6 Prior to the Auction the Vendor may notify Landmark in writing of such reserve price as the Vendor may wish to place on any of the Goods to be offered. In the absence of any reserve price being fixed by the Vendor, Landmark shall be entitled to sell to the highest bidder.
7 The Vendor acknowledges and agrees that the Auction will be conducted in accordance with the Australian Livestock & Property Agents Association Ltd (ALPA) terms and conditions for Clearing Sales and that the Vendor has read and agrees to be bound by the ALPA terms and conditions.
8 Where the Vendor agrees to offer particular Goods on terms other than cash, the Vendor will advise Landmark of the details of these terms and hereby authorises Landmark to offer the particular Goods to Purchasers subject to these terms.
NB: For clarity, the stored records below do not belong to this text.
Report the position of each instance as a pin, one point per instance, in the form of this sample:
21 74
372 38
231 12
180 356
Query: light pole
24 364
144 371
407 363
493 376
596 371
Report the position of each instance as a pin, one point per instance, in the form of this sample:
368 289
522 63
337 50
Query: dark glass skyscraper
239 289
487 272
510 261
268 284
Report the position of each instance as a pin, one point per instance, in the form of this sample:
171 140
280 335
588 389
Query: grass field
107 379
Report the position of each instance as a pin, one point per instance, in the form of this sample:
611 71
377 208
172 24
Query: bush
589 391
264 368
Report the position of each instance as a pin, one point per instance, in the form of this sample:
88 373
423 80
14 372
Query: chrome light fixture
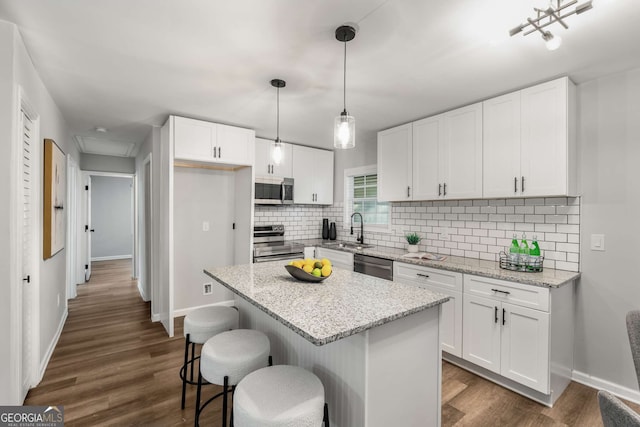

Where a sale of Goods is affected in this manner, then the Vendor acknowledges and agrees that Landmark is not acting as del credere agent in respect to this particular item and further acknowledges that receipt of the price for the Goods is at the sole risk of the Vendor.
9 The Vendor/s acknowledges that he / she is aware of the provisions of the Occupational Health and Safety Regulations applicable in the State where the Auction is held and the obligations those regulations impose on the Vendor to provide to Landmark certain information and further the Vendor/s WARRANTS that he / she shall provide Landmark at least five (5) days prior to the Auction Date in respect to the items of plant to be sold at the clearing sale other than items of plant which rely exclusively on manual power or are designed to be primarily supported by hand, all information in relation to:
9.1 The purpose for which the plant is designed;
9.2 All hazard and risk identification and assessments associated with the use of the plant;
9.3 Any testing or inspections carried out on the plant;
9.4 Installation, commissioning, decommissioning, use, transport, storage and, if the plant is capable of becoming dismantled, dismantling of the plant;
9.5 The systems of work and competency of operators necessary for the safe use of the plant;
9.6 The emergency procedures (if any) required if there is a malfunction of the plant;
9.7 All Operator Manuals relevant to the plant; and
9.8 Any record or document kept by the previous owner of the plant required under the Occupational Health and Safety Regulations 2007 (Vic) that is in the Vendor’s possession
10 The Vendor hereby agrees to indemnify Landmark against any claim for damages, suits, court proceedings or other proceedings whatsoever arising from any award of damages which may be made against Landmark arising out of the use of the plant sold by Landmark for or on behalf of the Vendor.
11 The Vendor WARRANTS to Landmark that the Vendor is not a supplier who hires or leases plant as defined in the Work Health and Safety Regulations.
12 The Vendor acknowledges that any breach of clauses 9 and 11 hereof is a breach of an express warranty for which the Vendor will be liable to Landmark in damages.
13 The Vendor acknowledges that Landmark is retained solely as an Auctioneer for the purpose of selling the Goods comprised in the lots for the highest Price. The terms of engagement between Landmark and the Vendor do not extend to the provision of advice by Landmark to the Vendor in relation to the safety or otherwise of machinery, equipment, the sale ring and the surrounding environs.
14 The price payable for any of the Goods sold pursuant to this Clearing Sale shall be adjusted so as to pass on to the Purchaser the impost on the Vendor of any Goods & Services Tax (“GST”) in respect of the supply made. Any commission payable shall be calculated on the unadjusted Price and shall be adjusted so as to pass on to the Vendor the impost on Landmark, if any, of any GST.